Raise your hand if you are reading this and you live in an Amazon Jungle or Alaska. If you are raising your hand right now, skip to the next article. If you are NOT raising your hand right now, keep reading… You likely don’t need the full off-road capability of a traditional Range Rover. I am guessing that your daily commute involves beautifully paved roads and well manicured lawns to go beside them. And that is why Land Rover gave birth to their newest creation, the Velar. The engineering team was given a clean slate to produce a luxury SUV for the road. The Velar still has Land Rover DNA for getting you out of sticky situations, but it is first and foremost an on-road vehicle versus its older brothers, the Range Rover and Range Rover Sport. Editors Note: The Evoque isn’t mentioned here, because it is technically a crossover.
The Velar offers a comparatively supple ride and limited body roll as you go around a tight corner. You also, don’t tower over vehicles on the road as much, which in my opinion is a good thing. My test vehicle offered three ride heights for city driving and limited off-road use. But because the Velar is design for high speed driving on tarmacs, the SUV will lower itself at high speeds in order to improve its aerodynamic design. This both increases fuel economy and stability of the vehicle.
There are a number of other unusual aerodynamic features, unusual for Land Rover anyway, that have made its mark on the Velar. My two favorites are the pop out door handles and a dynamic rear spoiler. Both of these items are traditionally reserved for high-end sports cars, but they are extra special when seen on an everyday luxury SUV. The door handles remain hidden within the body in order to maintain a sleek appearance (and improved aerodynamics) when the car is parked or in motion. But as you approach the car with your key in your pocket, the door handles magically pop out to greet you.
Once inside you are then greeted by the Range Rover design team with an all new interior. Three custom configurable screens on the dash and center console control near every aspect of the vehicle. Preferences and settings are controlled by either touching the screen or using the steering wheel controls – these controls have been enhanced over the Velar’s older siblings. The Range Rover team replaced the buttons on the steering wheel with a pressure sensitive light up pad, which allows you tap or swipe. As an example, turning up the music is more intuitive because you simply swipe your thumb in a circular motion left or right to change the volume. The only traditional controls on the vehicle are your window buttons, mirror buttons, turn signals, and a small volume knob.

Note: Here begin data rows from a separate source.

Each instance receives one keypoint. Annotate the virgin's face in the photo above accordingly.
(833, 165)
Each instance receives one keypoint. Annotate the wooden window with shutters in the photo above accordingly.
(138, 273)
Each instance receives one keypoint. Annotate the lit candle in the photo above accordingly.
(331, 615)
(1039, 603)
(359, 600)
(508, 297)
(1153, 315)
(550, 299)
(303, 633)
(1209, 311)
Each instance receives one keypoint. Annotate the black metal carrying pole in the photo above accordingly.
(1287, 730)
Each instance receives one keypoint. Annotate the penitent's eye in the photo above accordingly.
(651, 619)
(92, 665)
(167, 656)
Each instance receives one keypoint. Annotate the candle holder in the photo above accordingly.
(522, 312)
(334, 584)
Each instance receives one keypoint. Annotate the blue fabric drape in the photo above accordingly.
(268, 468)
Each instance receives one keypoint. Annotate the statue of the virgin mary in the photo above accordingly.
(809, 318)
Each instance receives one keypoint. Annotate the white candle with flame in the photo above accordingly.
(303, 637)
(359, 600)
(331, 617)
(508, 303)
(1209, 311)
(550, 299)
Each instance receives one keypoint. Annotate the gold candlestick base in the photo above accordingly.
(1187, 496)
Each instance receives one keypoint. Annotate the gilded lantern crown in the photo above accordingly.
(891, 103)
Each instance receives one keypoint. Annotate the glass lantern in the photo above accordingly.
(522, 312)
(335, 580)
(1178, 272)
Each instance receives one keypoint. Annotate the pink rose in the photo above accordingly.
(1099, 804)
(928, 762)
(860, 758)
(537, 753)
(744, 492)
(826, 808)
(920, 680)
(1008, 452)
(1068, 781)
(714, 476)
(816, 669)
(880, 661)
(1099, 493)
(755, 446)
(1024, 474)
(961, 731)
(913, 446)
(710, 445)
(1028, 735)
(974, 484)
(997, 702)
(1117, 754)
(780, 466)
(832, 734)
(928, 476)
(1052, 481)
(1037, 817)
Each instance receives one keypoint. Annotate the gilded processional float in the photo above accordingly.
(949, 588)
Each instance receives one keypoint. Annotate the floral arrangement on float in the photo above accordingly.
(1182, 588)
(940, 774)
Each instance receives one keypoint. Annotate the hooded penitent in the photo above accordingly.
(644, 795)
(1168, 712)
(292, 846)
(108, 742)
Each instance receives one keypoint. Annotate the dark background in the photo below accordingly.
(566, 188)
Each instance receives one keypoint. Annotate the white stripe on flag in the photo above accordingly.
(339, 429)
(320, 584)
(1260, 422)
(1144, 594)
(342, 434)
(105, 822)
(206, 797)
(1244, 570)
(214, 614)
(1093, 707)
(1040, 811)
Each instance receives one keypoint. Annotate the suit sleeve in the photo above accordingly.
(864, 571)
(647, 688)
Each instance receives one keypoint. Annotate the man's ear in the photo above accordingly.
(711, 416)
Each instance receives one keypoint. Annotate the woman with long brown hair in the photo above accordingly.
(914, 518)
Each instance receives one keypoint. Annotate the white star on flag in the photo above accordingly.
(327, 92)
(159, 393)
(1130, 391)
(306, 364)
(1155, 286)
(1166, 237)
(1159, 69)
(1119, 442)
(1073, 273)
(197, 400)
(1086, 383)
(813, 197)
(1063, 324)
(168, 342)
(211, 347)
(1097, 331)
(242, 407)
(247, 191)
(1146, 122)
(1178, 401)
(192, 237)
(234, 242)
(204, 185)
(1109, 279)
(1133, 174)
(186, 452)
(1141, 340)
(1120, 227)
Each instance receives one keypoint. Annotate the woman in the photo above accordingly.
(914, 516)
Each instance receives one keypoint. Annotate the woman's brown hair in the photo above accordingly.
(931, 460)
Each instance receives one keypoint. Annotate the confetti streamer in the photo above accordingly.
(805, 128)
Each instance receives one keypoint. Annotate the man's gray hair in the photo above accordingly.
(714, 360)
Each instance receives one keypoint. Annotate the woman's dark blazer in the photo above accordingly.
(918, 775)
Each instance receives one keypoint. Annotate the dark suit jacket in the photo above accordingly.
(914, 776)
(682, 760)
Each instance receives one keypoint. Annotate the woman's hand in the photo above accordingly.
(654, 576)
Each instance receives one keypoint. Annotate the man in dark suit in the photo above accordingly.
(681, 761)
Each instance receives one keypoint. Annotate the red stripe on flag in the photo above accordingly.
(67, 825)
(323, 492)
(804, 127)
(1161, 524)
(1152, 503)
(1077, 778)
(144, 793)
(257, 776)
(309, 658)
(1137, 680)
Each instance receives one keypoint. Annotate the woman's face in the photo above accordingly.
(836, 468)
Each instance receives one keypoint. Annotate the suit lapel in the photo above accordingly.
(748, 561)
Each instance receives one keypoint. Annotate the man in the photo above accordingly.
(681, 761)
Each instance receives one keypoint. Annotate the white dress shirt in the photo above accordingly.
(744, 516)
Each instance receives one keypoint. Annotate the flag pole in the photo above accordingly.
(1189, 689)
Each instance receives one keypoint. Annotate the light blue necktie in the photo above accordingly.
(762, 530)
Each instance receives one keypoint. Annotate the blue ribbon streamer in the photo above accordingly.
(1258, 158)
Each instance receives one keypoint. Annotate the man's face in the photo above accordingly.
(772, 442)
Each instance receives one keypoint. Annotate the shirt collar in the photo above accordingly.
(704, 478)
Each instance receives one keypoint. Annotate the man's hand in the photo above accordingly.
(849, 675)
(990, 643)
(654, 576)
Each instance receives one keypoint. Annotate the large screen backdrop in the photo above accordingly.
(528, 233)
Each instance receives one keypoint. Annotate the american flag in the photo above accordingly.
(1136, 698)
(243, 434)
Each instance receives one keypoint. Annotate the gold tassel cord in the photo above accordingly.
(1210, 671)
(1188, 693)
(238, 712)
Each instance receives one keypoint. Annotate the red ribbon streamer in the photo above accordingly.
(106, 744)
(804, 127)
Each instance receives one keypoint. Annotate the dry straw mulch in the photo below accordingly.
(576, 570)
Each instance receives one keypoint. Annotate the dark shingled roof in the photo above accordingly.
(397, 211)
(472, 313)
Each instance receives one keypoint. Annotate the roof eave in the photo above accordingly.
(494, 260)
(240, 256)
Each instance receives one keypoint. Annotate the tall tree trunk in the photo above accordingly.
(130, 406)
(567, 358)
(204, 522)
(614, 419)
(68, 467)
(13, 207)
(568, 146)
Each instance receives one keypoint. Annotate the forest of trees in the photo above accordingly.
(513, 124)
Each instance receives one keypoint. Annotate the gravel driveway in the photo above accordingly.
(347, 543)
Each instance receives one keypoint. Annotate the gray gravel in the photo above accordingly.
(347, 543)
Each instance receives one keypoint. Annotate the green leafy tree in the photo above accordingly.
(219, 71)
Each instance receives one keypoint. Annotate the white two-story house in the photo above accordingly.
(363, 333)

Even the gear selector is extra special, with a rotary dial to change from park to reverse to drive.
As you would expect from a Range Rover, the seats were dressed in ultra-soft leather and are available with cooling, heating, and massaging elements interested into them.
The Velar is priced slightly below the Range Rover Sport. Not because it is any less of a vehicle – the Velar is actually a better on-road vehicle than the Sport in my opinion. Land Rover was able to save you a few pennies because the Velar doesn’t need the advanced off-road capabilities of its older brother. It doesn’t need locking differentials and a low-speed transfer case for example.
So unless you typically have an African giraffes crossing the road on your way to work, my pick for the best everyday Range Rover is the Velar.